What to Do Before You Go

Here’s your checklist:

  1. Visit a travel clinic at least 4-6 weeks before departure. Vaccines need time.
  2. Ask for the CDC Yellow Book 2026 - it’s the gold standard. 92% of U.S. travel clinics use it.
  3. Get tested for G6PD deficiency if you’re considering tafenoquine.
  4. Write down your medication schedule. Set phone reminders.
  5. Pack Pepto-Bismol and a backup antibiotic (like azithromycin or ciprofloxacin) - but check if they’re legal in your destination.
  6. Carry all meds in original containers with doctor’s notes.
Traveler holding CDC Yellow Book as glowing malaria zones expand on a map, surrounded by prevention icons.

What If You Get Sick?

If you develop diarrhea:

  • Stay hydrated. Use oral rehydration salts - they’re cheap and work better than sports drinks.
  • Use bismuth subsalicylate to reduce symptoms.
  • If it lasts more than 48 hours, has blood, or you’re feverish, take your antibiotic. Don’t wait.
  • If you feel weak, dizzy, or can’t keep fluids down, get medical help. Dehydration kills faster than infection.
If you develop fever after visiting a malaria zone - even weeks later - seek care immediately. Malaria can come back months after exposure. Tell the doctor you traveled. Don’t assume it’s just the flu.

Final Thoughts

Travel medicine isn’t about paranoia. It’s about control. You can’t control the water, the food, or the mosquitoes. But you can control your vaccines, your meds, and your choices. Most travelers get sick because they assume they’ll be fine - or because they think it won’t happen to them. But the data doesn’t lie. With proper prep, you can cut your risk of illness by more than half. That’s not a guarantee. But it’s the best shot you’ve got.

Do I need a vaccine if I’m only traveling to Europe?

For most of Western Europe, routine vaccines (like MMR and Tdap) are enough.
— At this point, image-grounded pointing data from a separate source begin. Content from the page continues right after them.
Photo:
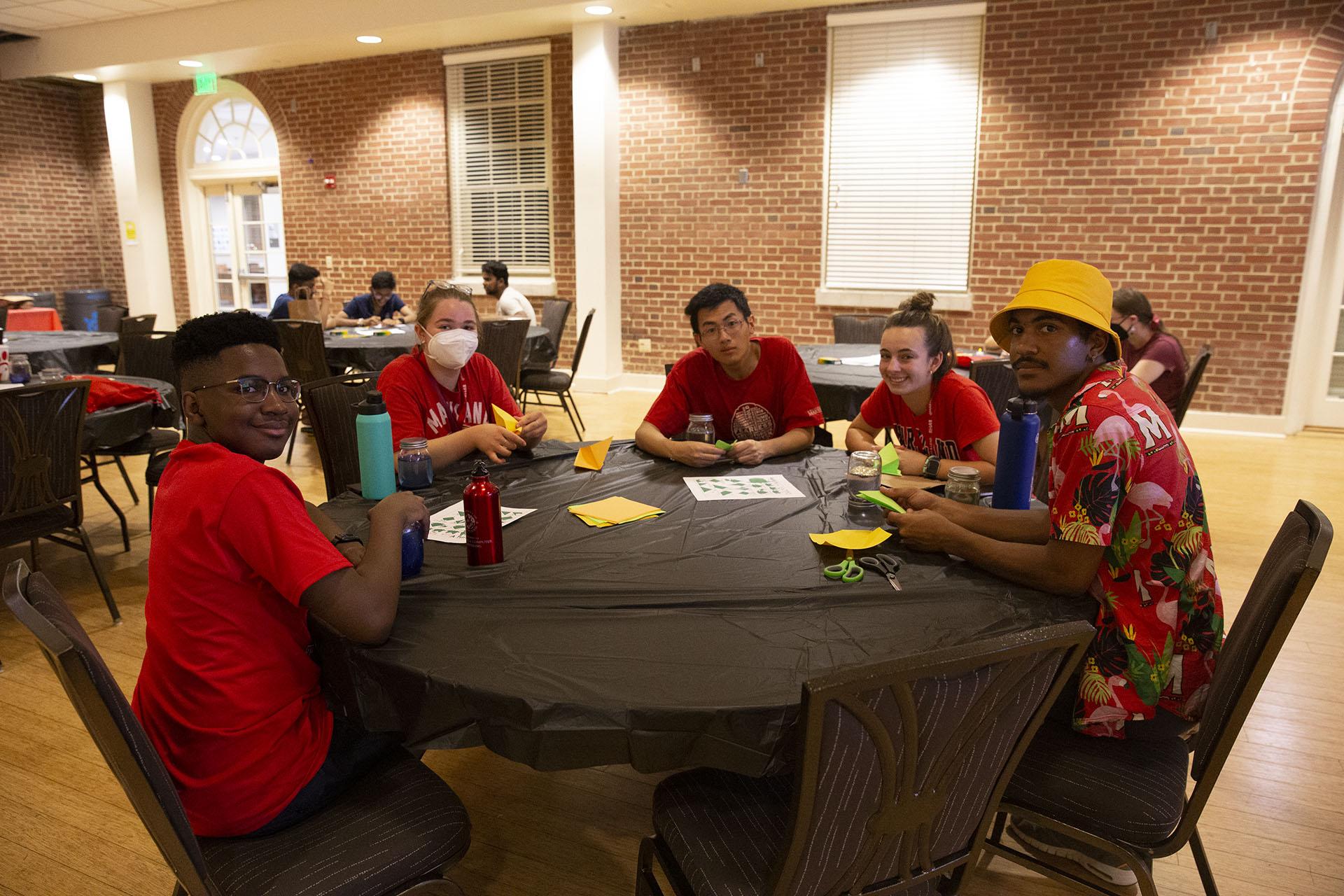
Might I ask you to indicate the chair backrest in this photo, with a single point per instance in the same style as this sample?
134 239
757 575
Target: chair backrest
997 379
503 343
41 429
1193 378
858 328
905 762
302 348
331 410
1276 597
104 710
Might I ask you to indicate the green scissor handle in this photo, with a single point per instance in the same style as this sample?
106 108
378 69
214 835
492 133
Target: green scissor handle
848 571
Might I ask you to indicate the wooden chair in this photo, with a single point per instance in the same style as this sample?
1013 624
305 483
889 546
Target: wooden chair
901 767
858 328
41 496
1193 378
558 382
1129 797
397 830
331 410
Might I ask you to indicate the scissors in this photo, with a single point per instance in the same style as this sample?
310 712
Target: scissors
847 571
888 566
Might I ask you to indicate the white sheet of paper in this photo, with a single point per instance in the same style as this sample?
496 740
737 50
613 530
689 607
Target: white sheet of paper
449 524
741 488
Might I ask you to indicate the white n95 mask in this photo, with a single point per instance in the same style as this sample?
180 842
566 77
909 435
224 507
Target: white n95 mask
452 348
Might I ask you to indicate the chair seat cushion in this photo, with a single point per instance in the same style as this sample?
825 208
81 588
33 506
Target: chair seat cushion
398 824
1128 790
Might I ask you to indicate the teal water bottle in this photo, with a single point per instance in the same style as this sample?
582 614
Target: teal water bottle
374 434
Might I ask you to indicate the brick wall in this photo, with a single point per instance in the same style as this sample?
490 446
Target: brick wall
1110 132
55 191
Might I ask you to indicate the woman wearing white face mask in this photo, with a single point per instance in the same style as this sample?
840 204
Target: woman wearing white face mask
442 391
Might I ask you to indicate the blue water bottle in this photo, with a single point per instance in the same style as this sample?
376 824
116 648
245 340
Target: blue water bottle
1018 430
374 434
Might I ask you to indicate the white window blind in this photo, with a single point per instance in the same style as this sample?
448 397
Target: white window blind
904 115
499 149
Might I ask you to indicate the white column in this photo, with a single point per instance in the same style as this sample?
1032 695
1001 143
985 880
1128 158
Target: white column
597 200
130 111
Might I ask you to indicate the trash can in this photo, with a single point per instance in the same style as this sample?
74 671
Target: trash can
83 308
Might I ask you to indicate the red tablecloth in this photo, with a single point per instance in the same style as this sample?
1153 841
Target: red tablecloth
33 318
But if you’re visiting rural areas, staying in hostels, or eating street food in Eastern Europe, Hepatitis A and typhoid vaccines are still recommended. Always check the CDC’s destination-specific advice - even Europe has outbreaks.
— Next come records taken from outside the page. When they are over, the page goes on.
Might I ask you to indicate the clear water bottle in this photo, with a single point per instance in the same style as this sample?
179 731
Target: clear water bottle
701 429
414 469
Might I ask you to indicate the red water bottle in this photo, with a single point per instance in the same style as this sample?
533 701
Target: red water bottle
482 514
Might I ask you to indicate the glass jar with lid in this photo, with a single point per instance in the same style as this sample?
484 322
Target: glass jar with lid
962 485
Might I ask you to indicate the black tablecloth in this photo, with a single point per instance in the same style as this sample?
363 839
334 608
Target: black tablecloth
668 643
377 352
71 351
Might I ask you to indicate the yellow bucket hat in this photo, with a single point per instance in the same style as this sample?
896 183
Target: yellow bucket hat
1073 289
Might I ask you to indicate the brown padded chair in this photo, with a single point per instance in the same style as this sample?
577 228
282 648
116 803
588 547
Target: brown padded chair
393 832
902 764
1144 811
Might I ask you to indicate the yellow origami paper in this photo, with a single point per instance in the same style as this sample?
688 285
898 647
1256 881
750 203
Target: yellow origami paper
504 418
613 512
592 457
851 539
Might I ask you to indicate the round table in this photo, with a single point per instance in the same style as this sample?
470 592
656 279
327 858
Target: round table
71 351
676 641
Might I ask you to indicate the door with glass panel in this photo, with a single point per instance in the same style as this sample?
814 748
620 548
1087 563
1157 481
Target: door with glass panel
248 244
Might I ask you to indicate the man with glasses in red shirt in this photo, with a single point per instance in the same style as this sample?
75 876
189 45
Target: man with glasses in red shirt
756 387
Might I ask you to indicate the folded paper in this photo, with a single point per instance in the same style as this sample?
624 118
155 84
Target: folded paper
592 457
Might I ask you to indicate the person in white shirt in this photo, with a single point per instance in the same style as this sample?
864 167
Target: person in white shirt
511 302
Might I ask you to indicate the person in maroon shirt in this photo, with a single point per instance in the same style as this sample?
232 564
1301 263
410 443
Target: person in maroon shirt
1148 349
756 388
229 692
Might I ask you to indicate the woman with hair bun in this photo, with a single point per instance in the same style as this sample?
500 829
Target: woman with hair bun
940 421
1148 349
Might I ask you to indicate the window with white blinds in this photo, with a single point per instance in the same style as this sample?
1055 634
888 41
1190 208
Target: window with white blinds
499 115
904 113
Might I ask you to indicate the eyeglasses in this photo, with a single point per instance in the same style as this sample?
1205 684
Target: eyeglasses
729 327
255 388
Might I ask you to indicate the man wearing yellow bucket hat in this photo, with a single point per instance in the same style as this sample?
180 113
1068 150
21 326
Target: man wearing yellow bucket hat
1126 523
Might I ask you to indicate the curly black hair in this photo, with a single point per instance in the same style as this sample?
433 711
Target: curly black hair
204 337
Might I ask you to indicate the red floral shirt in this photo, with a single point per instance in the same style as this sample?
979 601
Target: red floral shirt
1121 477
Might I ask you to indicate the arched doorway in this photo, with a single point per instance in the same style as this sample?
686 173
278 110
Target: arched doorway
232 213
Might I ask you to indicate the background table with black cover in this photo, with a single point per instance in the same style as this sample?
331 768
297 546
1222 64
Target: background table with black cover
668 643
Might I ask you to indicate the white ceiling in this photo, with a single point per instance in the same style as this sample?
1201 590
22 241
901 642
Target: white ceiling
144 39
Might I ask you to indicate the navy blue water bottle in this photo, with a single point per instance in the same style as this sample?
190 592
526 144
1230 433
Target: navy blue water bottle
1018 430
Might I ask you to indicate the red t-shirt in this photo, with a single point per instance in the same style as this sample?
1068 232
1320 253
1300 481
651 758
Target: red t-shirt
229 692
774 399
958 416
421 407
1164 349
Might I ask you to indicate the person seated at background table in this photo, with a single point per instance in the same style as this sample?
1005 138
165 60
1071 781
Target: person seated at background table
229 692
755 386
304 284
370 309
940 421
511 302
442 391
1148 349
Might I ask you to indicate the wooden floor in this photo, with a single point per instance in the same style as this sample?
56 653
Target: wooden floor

Can I take malaria pills if I’m pregnant?

Atovaquone-proguanil and chloroquine (in certain areas) are considered safe during pregnancy. Mefloquine is sometimes used with caution. Doxycycline and tafenoquine are not recommended. Always consult a travel medicine specialist - the risks of malaria during pregnancy are far greater than the risks of approved medications.

Is it safe to use tap water to brush my teeth abroad?

In most developing countries, no. Even if the water looks clean, it can carry bacteria that cause travelers’ diarrhea. In high-risk areas, use bottled or boiled water for brushing. In places like Japan or Canada, it’s usually fine. When in doubt, stick to bottled.

Why is the CDC Yellow Book the go-to resource?

It’s updated every two years with the latest data from global health agencies, field studies, and outbreak reports. It’s the only source that combines U.S. government guidelines with real-time data from over 100 countries. While other tools exist, 92% of U.S. travel clinics rely on it because it’s the most comprehensive and evidence-based.

What if I can’t find my prescribed malaria medication?

Many pharmacies in the U.S. have shortages, especially for atovaquone-proguanil. Talk to your doctor early. They can prescribe alternatives like doxycycline or adjust your schedule. Some travel clinics can help source medications. Never skip prophylaxis - the risk of malaria is far greater than the inconvenience.